“Batı Trakya Türkü'nün de doğup büyüdüğü yerde insanca yaşama hakkında, ırkına, diline, dinine, gelenek ve göreneğine, eşit vatandaş gibi yaşamasına saygı duyulmasını istiyor ve bekliyoruz.”
Batı Trakya Türklerinin haklarını savunmak için bir parti kurdu ve sonuna kadar mücadele etti…
Batı Trakya'daki Gümülcine vilayetinin Küçük Sirkeli köyünde 1947 yılında dünyaya gelen Dr. Sadık Ahmet, Ankara ve Selanik'teki tıp öğreniminin ardından, yaklaşık 3 yıl Yunan ordusunda zorunlu askerlik görevini yaptı.

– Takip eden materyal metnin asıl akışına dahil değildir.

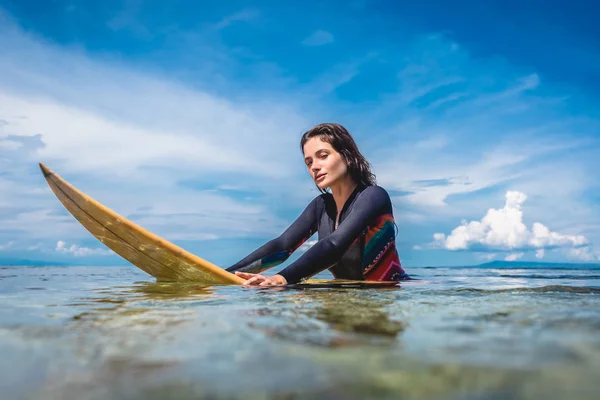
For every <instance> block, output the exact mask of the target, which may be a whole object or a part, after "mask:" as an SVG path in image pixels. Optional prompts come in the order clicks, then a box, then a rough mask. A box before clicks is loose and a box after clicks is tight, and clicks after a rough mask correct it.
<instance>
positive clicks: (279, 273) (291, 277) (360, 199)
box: [279, 186, 392, 283]
mask: <svg viewBox="0 0 600 400" xmlns="http://www.w3.org/2000/svg"><path fill="white" fill-rule="evenodd" d="M391 209H392V208H391V200H390V198H389V195H388V193H387V192H386V191H385V190H384V189H383V188H381V187H378V186H369V187H367V188H366V189H365V190H364V191H363V192H362V193H361V194H360V196H359V197H358V198H357V199H356V200H355V203H354V205H353V207H352V209H351V210H350V213H349V214H348V216H347V217H346V218H345V219H344V220H343V221H342V222H341V223H340V224H339V227H338V229H337V230H335V231H333V232H332V233H331V235H329V236H327V237H326V238H324V239H322V240H320V241H318V242H317V243H316V244H315V245H314V246H312V247H311V248H310V249H309V250H308V251H307V252H306V253H304V254H303V255H302V256H301V257H300V258H298V260H296V261H295V262H293V263H292V264H290V265H289V266H288V267H287V268H285V269H283V270H282V271H281V272H280V273H279V274H280V275H282V276H283V277H284V278H285V279H286V280H287V282H288V283H297V282H299V281H300V280H302V279H303V278H306V277H310V276H313V275H315V274H317V273H319V272H321V271H323V270H325V269H327V268H329V267H331V266H332V265H334V264H335V263H336V262H337V261H338V260H339V259H340V258H341V256H342V255H343V254H344V252H345V251H346V250H347V249H348V248H349V247H350V245H351V244H352V243H353V242H354V240H356V238H358V236H359V235H360V234H361V233H362V232H363V231H364V230H365V229H366V228H367V227H368V225H369V223H371V222H372V221H373V220H374V219H375V218H376V217H377V216H379V215H381V214H384V213H388V212H391Z"/></svg>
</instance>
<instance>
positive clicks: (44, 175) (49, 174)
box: [39, 163, 52, 176]
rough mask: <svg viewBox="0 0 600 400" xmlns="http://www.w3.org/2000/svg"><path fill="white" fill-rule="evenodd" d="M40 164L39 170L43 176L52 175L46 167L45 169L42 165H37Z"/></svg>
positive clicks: (50, 171) (47, 168) (44, 166)
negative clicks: (43, 175)
mask: <svg viewBox="0 0 600 400" xmlns="http://www.w3.org/2000/svg"><path fill="white" fill-rule="evenodd" d="M39 164H40V169H41V170H42V173H43V174H44V176H48V175H50V174H52V170H51V169H50V168H48V167H46V166H45V165H44V163H39Z"/></svg>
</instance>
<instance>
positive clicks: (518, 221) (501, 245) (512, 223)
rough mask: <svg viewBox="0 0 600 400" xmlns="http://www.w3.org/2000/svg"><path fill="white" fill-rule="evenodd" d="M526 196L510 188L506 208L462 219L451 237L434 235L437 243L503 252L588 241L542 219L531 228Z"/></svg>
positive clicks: (491, 209) (565, 246)
mask: <svg viewBox="0 0 600 400" xmlns="http://www.w3.org/2000/svg"><path fill="white" fill-rule="evenodd" d="M526 199H527V196H526V195H525V194H524V193H521V192H515V191H509V192H507V193H506V203H505V205H504V208H502V209H493V208H492V209H489V210H488V212H487V214H486V215H485V216H484V217H483V218H482V219H481V220H480V221H470V222H467V221H463V223H462V224H461V226H459V227H457V228H455V229H454V230H452V233H451V234H450V235H448V236H446V235H445V234H443V233H436V234H434V235H433V237H434V244H435V245H437V246H439V247H441V248H444V249H447V250H468V249H482V248H483V249H493V250H503V251H512V250H517V249H518V250H521V249H546V248H560V247H582V246H586V245H588V244H589V241H588V240H587V239H586V238H585V237H584V236H582V235H563V234H560V233H557V232H552V231H550V229H548V228H547V227H546V226H544V225H543V224H541V223H539V222H535V223H534V224H533V228H532V229H531V230H529V229H528V228H527V226H526V225H525V224H524V223H523V211H522V205H523V203H524V202H525V200H526Z"/></svg>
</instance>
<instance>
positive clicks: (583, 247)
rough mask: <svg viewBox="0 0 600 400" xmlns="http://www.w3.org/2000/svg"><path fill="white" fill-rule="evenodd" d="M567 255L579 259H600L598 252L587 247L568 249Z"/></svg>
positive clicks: (593, 260)
mask: <svg viewBox="0 0 600 400" xmlns="http://www.w3.org/2000/svg"><path fill="white" fill-rule="evenodd" d="M567 254H568V256H569V257H571V258H574V259H576V260H581V261H587V262H590V261H600V254H598V253H597V252H593V251H592V250H591V249H590V248H589V247H581V248H576V249H569V251H568V253H567Z"/></svg>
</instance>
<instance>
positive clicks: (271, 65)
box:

“Türk” dediği için hapis cezası aldı
1978 yılında ailesinin yanına hekim olarak dönen Sadık Ahmet, 1985'te Batı Trakya'daki hak ihlallerine dikkati çekmek için imza kampanyası başlattı ancak 1988'de kampanya nedeniyle 30 ay hapis cezasına çarptırıldı.
Ahmet, Batı Trakya Türklerine "Türk" diye hitap ettiği için 1990'da yine hapis cezasına çarptırıldı.
“Türk olmak suçsa, şunu tekrarlıyorum: Türk'üm ve öyle kalacağım”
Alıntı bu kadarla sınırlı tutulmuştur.